PETALING JAYA: Top Glove Corporation Bhd returned to the black in the second quarter ended Feb 28, 2025 (Q2’25) with a net profit of RM30.28 million, compared to a net loss of RM51.19 million posted in the corresponding quarter last year, driven by improved margins.
The group recorded revenue of RM883.65 million, an increase of 61% from RM550.33 million posted in Q2’24, boosted by higher orders stemming from frontloading as US-based customers stocked up ahead of higher tariffs on China-made gloves.
Driving the group’s improved performance was a sustained uptrend in glove orders on the back of recovering global demand, as well as trade diversions resulting from US tariffs on Chinese glove exports, which spurred continued growth in sales revenue.
In addition, improved utilisation rates from increased orders over the past quarters enhanced cost optimisation. This, supported by ongoing quality enhancements, resulted in better production efficiency, contributing to strengthened profitability.
Raw material prices, which declined against Q1’25, also accounted for the enhanced performance in Q2’25, with natural rubber latex concentrate prices down 1% to an average of RM6.80/kg, while nitrile latex prices dropped 8% to US$0.86/kg (RM3.80/kg).
Top Glove managing director Lim Cheong Guan said the company’s increasingly robust results reflect the success of its ongoing quality and cost efficiency initiatives, reinforced competitiveness, and position to benefit from recovering glove demand and trade shifts in the market.

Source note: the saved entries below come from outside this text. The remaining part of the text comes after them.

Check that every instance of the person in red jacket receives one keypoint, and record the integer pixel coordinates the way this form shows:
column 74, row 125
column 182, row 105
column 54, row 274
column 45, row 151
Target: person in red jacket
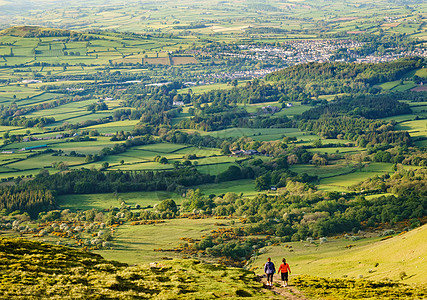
column 284, row 269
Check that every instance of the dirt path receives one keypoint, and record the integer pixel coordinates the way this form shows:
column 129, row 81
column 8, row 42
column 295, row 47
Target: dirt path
column 290, row 292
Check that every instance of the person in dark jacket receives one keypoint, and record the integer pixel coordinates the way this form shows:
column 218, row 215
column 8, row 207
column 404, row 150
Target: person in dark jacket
column 269, row 269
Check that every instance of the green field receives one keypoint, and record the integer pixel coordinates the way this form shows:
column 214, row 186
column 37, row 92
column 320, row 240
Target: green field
column 342, row 182
column 402, row 253
column 106, row 201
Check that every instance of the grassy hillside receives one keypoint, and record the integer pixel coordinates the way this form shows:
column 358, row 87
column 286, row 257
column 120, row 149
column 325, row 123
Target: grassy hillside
column 31, row 270
column 401, row 258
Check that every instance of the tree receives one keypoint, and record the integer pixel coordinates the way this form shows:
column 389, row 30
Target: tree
column 167, row 205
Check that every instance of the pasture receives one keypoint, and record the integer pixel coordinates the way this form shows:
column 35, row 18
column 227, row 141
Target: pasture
column 370, row 258
column 107, row 201
column 135, row 244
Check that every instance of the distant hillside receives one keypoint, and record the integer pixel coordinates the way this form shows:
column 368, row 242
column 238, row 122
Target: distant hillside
column 34, row 31
column 403, row 254
column 35, row 270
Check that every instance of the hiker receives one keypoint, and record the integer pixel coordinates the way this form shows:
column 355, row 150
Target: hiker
column 269, row 269
column 283, row 270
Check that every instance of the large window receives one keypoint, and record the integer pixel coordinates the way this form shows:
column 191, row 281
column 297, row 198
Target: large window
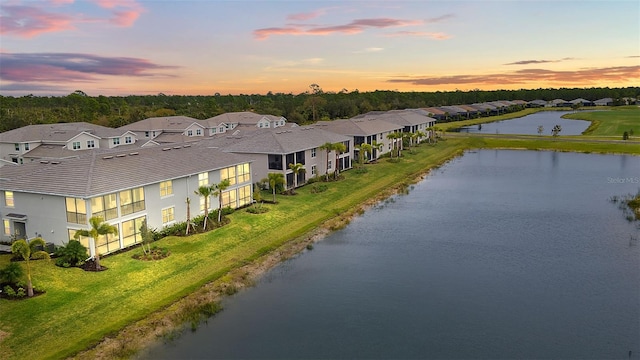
column 104, row 207
column 76, row 211
column 229, row 174
column 6, row 225
column 203, row 179
column 8, row 199
column 168, row 215
column 131, row 201
column 275, row 162
column 244, row 173
column 166, row 188
column 244, row 195
column 229, row 199
column 131, row 231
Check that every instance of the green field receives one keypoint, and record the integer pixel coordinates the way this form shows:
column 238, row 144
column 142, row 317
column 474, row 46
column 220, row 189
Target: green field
column 79, row 308
column 613, row 122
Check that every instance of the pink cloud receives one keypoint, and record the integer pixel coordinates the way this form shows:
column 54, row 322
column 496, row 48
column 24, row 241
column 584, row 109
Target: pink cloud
column 353, row 27
column 27, row 21
column 525, row 76
column 432, row 35
column 72, row 67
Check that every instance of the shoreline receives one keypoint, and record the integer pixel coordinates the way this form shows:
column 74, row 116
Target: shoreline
column 133, row 340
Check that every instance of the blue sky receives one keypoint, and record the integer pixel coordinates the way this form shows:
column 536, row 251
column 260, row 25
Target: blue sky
column 124, row 47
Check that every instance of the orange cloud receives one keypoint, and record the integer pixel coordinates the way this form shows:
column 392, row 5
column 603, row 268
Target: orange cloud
column 353, row 27
column 526, row 76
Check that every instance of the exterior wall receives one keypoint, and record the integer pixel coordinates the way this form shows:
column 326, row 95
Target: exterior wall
column 50, row 223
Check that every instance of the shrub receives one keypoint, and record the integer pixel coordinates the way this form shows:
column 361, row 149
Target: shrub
column 73, row 254
column 11, row 273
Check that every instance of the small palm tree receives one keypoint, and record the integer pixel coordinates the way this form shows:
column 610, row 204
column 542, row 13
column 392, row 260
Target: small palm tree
column 328, row 147
column 218, row 189
column 204, row 191
column 98, row 227
column 296, row 168
column 29, row 251
column 339, row 148
column 275, row 180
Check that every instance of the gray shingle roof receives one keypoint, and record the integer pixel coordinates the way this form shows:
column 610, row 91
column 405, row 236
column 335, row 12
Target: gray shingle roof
column 103, row 172
column 283, row 141
column 60, row 132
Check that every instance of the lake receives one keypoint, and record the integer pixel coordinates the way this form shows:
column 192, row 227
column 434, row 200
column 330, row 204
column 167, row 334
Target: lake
column 497, row 254
column 528, row 125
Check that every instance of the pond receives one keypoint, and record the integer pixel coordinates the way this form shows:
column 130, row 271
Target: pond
column 497, row 254
column 528, row 125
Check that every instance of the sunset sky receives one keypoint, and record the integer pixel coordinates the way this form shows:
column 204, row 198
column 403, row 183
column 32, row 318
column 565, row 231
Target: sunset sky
column 203, row 47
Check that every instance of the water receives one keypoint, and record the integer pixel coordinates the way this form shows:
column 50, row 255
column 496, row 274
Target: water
column 498, row 254
column 528, row 125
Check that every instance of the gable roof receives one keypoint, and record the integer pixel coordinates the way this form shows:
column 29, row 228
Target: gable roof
column 103, row 172
column 283, row 141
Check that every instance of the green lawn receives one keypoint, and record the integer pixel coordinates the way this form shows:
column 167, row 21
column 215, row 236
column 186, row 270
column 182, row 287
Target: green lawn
column 80, row 308
column 613, row 122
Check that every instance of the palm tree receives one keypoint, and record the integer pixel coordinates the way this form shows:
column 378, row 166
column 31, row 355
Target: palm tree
column 29, row 251
column 218, row 189
column 339, row 148
column 328, row 147
column 377, row 146
column 275, row 180
column 296, row 168
column 204, row 191
column 98, row 227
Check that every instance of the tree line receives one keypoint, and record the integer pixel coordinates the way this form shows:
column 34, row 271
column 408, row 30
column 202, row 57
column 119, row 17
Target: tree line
column 303, row 108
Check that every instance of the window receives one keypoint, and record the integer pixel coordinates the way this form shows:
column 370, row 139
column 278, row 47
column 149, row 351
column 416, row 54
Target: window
column 166, row 188
column 275, row 162
column 229, row 199
column 167, row 215
column 104, row 207
column 131, row 231
column 244, row 195
column 203, row 179
column 8, row 199
column 131, row 201
column 76, row 211
column 6, row 224
column 244, row 173
column 229, row 174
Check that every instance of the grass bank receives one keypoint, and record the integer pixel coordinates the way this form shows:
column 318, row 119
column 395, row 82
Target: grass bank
column 81, row 309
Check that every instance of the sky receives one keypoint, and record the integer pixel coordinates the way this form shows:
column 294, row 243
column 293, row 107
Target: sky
column 204, row 47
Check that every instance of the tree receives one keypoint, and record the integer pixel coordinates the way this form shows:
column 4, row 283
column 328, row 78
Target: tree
column 29, row 251
column 98, row 228
column 218, row 189
column 204, row 191
column 296, row 168
column 338, row 148
column 328, row 147
column 275, row 180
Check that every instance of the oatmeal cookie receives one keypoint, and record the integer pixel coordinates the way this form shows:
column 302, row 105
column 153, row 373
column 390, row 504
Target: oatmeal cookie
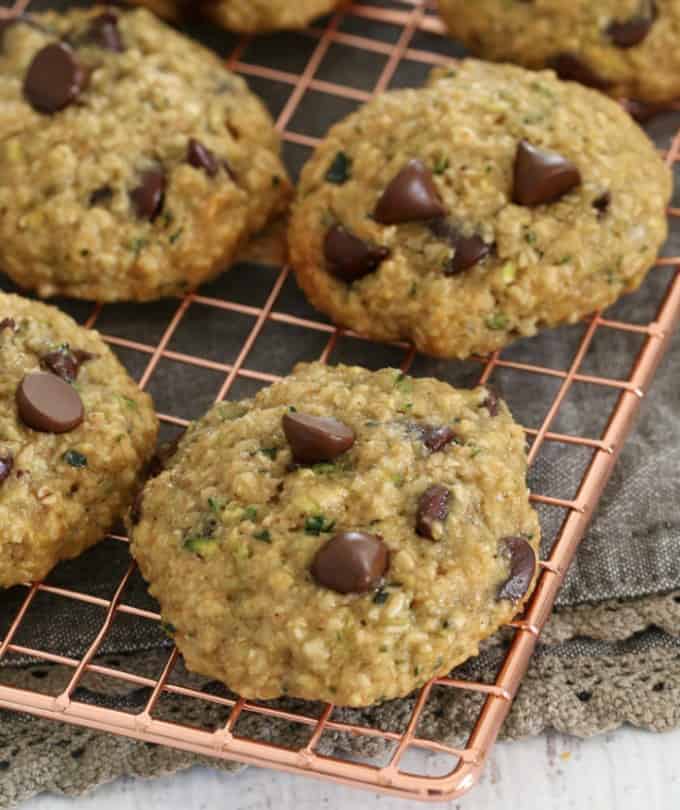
column 492, row 203
column 133, row 165
column 623, row 47
column 344, row 536
column 75, row 436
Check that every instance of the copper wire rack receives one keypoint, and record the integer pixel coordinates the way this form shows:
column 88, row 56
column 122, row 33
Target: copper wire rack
column 390, row 35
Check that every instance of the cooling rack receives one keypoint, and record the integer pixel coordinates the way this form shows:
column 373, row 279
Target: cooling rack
column 384, row 38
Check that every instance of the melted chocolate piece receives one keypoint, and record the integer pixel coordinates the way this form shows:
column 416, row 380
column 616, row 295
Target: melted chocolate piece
column 522, row 568
column 66, row 363
column 601, row 203
column 149, row 195
column 54, row 78
column 200, row 157
column 433, row 509
column 48, row 404
column 351, row 562
column 104, row 32
column 6, row 464
column 411, row 196
column 542, row 176
column 350, row 258
column 628, row 33
column 314, row 439
column 469, row 250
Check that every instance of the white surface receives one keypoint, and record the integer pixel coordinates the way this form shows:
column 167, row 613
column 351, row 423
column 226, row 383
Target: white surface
column 626, row 770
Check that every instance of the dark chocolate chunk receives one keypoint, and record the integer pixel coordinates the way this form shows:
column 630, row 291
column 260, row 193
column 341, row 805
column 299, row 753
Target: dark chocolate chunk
column 200, row 157
column 350, row 258
column 436, row 437
column 54, row 78
column 149, row 195
column 66, row 363
column 411, row 196
column 601, row 203
column 136, row 508
column 571, row 68
column 101, row 196
column 542, row 176
column 6, row 464
column 48, row 404
column 104, row 32
column 339, row 170
column 469, row 250
column 522, row 568
column 314, row 439
column 351, row 562
column 433, row 508
column 631, row 32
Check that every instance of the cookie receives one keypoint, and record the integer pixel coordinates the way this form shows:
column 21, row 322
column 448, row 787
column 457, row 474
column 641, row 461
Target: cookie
column 344, row 536
column 75, row 435
column 492, row 203
column 623, row 47
column 132, row 164
column 248, row 16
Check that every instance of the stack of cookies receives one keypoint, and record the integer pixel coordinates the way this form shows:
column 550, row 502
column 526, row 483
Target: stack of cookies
column 346, row 535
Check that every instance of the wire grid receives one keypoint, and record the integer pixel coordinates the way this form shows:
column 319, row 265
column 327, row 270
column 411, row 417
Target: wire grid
column 464, row 764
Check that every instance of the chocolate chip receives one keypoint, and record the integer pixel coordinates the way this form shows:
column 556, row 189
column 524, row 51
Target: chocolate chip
column 48, row 404
column 542, row 176
column 6, row 464
column 314, row 439
column 631, row 32
column 492, row 401
column 571, row 68
column 54, row 79
column 433, row 509
column 350, row 258
column 522, row 568
column 66, row 363
column 351, row 562
column 200, row 157
column 436, row 438
column 101, row 196
column 601, row 203
column 410, row 197
column 149, row 195
column 469, row 250
column 104, row 32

“This is testament to the commitment and relentless efforts of our team, which have been instrumental in turning the business around. We will continue to build on this momentum as we drive sustainable growth for the future,“ he said in a statement.
Top Glove remains optimistic on prospects, as continually improving market conditions drive sustained demand growth. With this, continued build-up in its order book is anticipated, fuelled by strong order inflows.
Moreover, trade rerouting stemming from US tariffs is expected to lead to higher utilisation rates and stronger average selling prices, with US orders projected to resume in the coming months when frontloaded stocks deplete.
At the same time, Top Glove remains vigilant in addressing competitive pressures, particularly in non-US markets such as Europe, where Chinese manufacturers’ aggressive nitrile glove pricing strategies may pose challenges.
However, this will be mitigated by the group’s diversified product portfolio, and its ability to switch between natural rubber and nitrile glove production lines, where required, Top Glove said.
With a product footprint in 195 countries worldwide, Top Glove’s risk is spread across different regions, particularly to the US, where margins are higher.
Lim said the improving glove industry dynamics present significant opportunities for Top Glove, and the company is well placed to benefit from them.
“We are mindful there may be challenges ahead and will continue to pursue quality and cost efficiency initiatives, towards ensuring we stay competitive. We also remain deeply committed to ESG principles, recognising that sustainable business practices are integral to long-term success. With these ongoing improvements, we are confident of sustaining our growth trajectory and delivering long-term value to our stakeholders,“ he added.